Genetic diversity and phylogeographic patterns of the peacock jewel-damselfly, Rhinocypha fenestrella (Rambur, 1842)

Abstract

Despite is known to have widespread distribution and the most active species of the family Chlorocyphidae, the molecular data of Rhinocypha fenestrella (Rambur, 1842) are relatively scarce. The present study is the first that examined the genetic diversity and phylogeographic pattern of the peacock jewel-damselfly R. fenestrella by sequencing the cytochrome C oxidase I (cox1) and 16S rRNA gene regions from 147 individuals representing eight populations in Malaysia. A total of 26 and 10 unique haplotypes were revealed by the cox1 and 16S rRNA genes, respectively, and 32 haplotypes were recovered by the concatenated sequences of cox1+16S. Analyses indicated that haplotype AB2 was the most frequent and the most widespread haplotype in Malaysia while haplotype AB1 was suggested as the common ancestor haplotype of the R. fenestrella that may arose from the Negeri Sembilan as discovered from cox1+16S haplotype network analysis. Overall haplotype and nucleotide diversities of the concatenated sequences were Hd = 0.8937 and Pi = 0.0028, respectively, with great genetic differentiation (FST = 0.6387) and low gene flow (Nm = 0.14). Population from Pahang presented the highest genetic diversity (Hd = 0.8889, Pi = 0.0022, Nh = 9), whereas Kedah population demonstrated the lowest diversity (Hd = 0.2842, Pi = 0.0003, Nh = 4). The concatenated sequences of cox1+16S showed genetic divergence ranging from 0.09% to 0.97%, whereas the genetic divergence for cox1 and 16S rRNA genes were 0.16% to 1.63% and 0.01% to 0.75% respectively. This study provides for the first-time insights on the intraspecific genetic diversity, phylogeographic pattern and ancestral haplotype of Rhinocypha fenestrella. The understanding of molecular data especially phylogeographic pattern can enhance the knowledge about insect origin, their diversity, and capability to disperse in particular environments.

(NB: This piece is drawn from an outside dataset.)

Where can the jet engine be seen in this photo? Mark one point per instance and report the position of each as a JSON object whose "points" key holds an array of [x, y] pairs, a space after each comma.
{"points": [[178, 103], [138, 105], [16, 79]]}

Fig 1. Map of sampling sites and haplotype distribution (AB1–AB15) of concatenated cox1+16S sequences for Rhinocypha fenestrella from eight sampling locations representing eight states of Peninsular Malaysia.

Fig 2. Median joining haplotype network of Rhinocypha fenestrella of cox1 sequences isolated from eight different states in Peninsular Malaysia.

Each circle represents a haplotype variation, and the size of a circle is proportional to the number of sequences assigned to that haplotype. Circles of the same colour represent haplotypes from the same population. A small black square represents median vectors.

Fig 3. Median joining haplotype network of Rhinocypha fenestrella of 16S sequences isolated from eight different states in Peninsular Malaysia.

Each circle represents a haplotype variation, and the size of a circle is proportional to the number of sequences assigned to that haplotype. Circles of the same colour represent haplotypes from the same population. A small black square represents median vectors.

Fig 4. Median joining haplotype network of Rhinocypha fenestrella of concatenated cox1+16S sequences isolated from eight different states in Peninsular Malaysia.

Each circle represents a haplotype variation, and the size of a circle is proportional to the number of sequences assigned to that haplotype. Circles of the same colour represent haplotypes from the same population. A small black square represents median vectors.

Fig 5. Distribution curves of mismatch distribution for cox1+16S analysis of Rhinocypha fenestrella populations based on pairwise differences among haplotypes.

Note: The solid red line represents the actual observed distribution; the blue dashed line represents the expected distribution.